Good news for all you fans of eating food so you can live: short-term food prices are expected to finally ease following a period of soaring food prices. The bad news: food prices are expected to continue climbing faster than in past years for the foreseeable future.
Fingers continue to be pointed at various “root causes” of the skyrocketing food prices. If you put four different economic analysts in a room, you’d get a list of causes a mile long, and that list would certainly include things like currency devaluation, oil prices, food being converted to fuel, and obese Americans who like to eat anything that isn’t nailed down. And each of those economic analysts could probably provide a dozen reasons why each of those causes isn’t as important as the others.
But whether you’re an economic analyst, oil tycoon, or obese American, there’s little arguing against one important fact of life: the demand for everything is growing.
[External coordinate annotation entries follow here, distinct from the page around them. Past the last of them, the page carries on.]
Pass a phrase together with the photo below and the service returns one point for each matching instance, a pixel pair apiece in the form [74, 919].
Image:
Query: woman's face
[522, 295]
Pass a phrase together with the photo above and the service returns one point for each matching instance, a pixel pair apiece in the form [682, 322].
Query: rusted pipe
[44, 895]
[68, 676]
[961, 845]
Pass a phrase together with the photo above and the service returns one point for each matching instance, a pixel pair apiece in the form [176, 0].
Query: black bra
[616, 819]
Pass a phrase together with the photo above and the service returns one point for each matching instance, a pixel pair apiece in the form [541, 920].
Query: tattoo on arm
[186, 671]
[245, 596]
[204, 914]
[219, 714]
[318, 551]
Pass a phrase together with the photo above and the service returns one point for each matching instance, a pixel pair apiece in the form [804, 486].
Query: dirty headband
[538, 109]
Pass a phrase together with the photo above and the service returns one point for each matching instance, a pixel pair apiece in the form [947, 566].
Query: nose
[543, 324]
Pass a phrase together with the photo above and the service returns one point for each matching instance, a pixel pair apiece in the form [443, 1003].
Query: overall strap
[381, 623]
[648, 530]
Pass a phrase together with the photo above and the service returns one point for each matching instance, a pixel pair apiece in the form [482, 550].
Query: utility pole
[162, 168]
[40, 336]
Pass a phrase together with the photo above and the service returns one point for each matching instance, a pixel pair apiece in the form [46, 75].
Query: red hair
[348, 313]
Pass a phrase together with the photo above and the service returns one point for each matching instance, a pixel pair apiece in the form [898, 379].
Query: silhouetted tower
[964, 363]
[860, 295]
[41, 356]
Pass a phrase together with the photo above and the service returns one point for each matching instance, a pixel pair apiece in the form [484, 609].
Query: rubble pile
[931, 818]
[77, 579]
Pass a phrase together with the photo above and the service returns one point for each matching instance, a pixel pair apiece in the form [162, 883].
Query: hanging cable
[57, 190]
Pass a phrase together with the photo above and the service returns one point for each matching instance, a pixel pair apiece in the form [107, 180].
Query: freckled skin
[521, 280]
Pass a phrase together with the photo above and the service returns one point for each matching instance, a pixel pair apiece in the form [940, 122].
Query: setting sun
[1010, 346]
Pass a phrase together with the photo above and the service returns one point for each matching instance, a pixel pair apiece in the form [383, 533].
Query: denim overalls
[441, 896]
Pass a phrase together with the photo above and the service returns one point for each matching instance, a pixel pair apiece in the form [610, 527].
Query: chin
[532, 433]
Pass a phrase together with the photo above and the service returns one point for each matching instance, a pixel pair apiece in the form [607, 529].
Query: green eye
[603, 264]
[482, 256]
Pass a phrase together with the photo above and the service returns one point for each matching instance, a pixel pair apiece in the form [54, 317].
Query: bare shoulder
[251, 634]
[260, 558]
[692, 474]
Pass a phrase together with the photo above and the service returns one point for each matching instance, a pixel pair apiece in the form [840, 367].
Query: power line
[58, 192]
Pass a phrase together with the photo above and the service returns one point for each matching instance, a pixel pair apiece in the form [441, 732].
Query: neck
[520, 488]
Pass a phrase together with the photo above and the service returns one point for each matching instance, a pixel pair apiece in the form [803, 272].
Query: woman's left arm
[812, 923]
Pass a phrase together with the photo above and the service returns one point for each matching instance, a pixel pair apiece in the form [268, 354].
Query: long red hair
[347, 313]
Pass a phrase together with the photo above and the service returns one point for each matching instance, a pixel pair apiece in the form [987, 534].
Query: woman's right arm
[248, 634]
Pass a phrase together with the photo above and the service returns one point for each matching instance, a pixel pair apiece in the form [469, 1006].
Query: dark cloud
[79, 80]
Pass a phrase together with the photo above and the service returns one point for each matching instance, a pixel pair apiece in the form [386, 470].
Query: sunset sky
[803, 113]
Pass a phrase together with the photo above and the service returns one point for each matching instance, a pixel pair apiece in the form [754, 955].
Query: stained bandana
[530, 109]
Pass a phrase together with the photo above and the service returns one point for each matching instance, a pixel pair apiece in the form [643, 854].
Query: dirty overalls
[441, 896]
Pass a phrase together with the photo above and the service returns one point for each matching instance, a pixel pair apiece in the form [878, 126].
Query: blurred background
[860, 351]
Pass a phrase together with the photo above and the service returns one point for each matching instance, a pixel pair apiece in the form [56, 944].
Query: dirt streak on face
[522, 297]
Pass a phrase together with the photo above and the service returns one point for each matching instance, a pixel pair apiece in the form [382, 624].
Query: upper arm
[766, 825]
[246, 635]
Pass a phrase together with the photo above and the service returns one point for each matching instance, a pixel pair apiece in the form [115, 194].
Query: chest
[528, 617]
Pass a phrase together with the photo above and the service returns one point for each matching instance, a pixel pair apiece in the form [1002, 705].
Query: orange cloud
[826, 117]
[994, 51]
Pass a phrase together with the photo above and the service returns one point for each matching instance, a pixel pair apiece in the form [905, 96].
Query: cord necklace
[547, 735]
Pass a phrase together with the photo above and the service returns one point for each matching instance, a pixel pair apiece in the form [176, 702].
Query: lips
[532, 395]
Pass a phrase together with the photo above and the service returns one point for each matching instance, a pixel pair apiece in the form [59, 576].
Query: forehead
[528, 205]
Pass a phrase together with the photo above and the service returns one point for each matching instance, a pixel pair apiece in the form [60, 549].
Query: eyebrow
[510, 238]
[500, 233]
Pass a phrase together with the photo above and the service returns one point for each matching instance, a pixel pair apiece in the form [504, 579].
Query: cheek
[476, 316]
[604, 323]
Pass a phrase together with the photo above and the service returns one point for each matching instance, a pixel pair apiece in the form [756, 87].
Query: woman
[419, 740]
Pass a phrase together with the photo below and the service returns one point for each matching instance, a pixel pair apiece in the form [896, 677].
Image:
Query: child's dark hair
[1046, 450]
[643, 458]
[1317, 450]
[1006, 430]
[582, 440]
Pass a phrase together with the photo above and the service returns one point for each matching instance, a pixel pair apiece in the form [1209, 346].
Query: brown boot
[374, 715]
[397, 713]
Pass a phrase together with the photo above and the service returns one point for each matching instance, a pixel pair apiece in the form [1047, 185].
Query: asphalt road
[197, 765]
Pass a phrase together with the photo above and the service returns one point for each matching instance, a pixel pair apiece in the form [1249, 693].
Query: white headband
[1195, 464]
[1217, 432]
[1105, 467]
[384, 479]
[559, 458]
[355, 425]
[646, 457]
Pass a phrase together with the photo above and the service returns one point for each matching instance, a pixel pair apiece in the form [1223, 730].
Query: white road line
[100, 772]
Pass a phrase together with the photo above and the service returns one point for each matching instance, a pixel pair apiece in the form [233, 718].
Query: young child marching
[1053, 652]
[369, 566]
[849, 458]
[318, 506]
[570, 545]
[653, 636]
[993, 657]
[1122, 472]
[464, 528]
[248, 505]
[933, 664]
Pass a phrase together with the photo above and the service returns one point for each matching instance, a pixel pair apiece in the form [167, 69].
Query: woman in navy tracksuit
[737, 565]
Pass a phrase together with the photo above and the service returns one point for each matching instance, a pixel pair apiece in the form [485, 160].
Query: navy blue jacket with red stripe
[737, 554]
The world population continues to grow, and with more people comes more demand for food, oil, gold, silver, copper, silicone, and dozens of other commodities. The last time I checked, the Earth itself is not growing proportionately to the increase in population; in fact, it isn’t growing at all! So more people end up fighting over a fixed set of resources, and you don’t need an economic analyst to remind you about the concept of supply and demand.
On a large scale, the rapidly growing world population will pose problems across the map for big countries like the United States and Russia as well as the smaller countries nobody really cares about. On a smaller scale, large families will feel the hurt much more as consumable goods become more and more expensive. Consider this example: A family of three (mom, dad, son) currently survives and thrives on just 70% of mom and dad’s income. Mom and dad do the math and decide to have a second child. Their reasoning is that, if each family member comes with a proportionate amount of expenses, another child would only take 20-25% of their current income to support—something they can clearly afford… right now. But what if the cost of living goes up much faster than the family income (say, twice as fast)? It might only take a few years before the family can no longer keep up with the same quality of life they had before. Here’s a graphic that illustrates this situation:
In the table above, assume the family income grows by 3% per year but the cost of living jumps 6% annually. The family can raise one child to adulthood quite comfortably even with the inflation rate growing faster than the family income, but adding a second child to the mix could mean the family will hit money troubles before the second kid hits kindergarten.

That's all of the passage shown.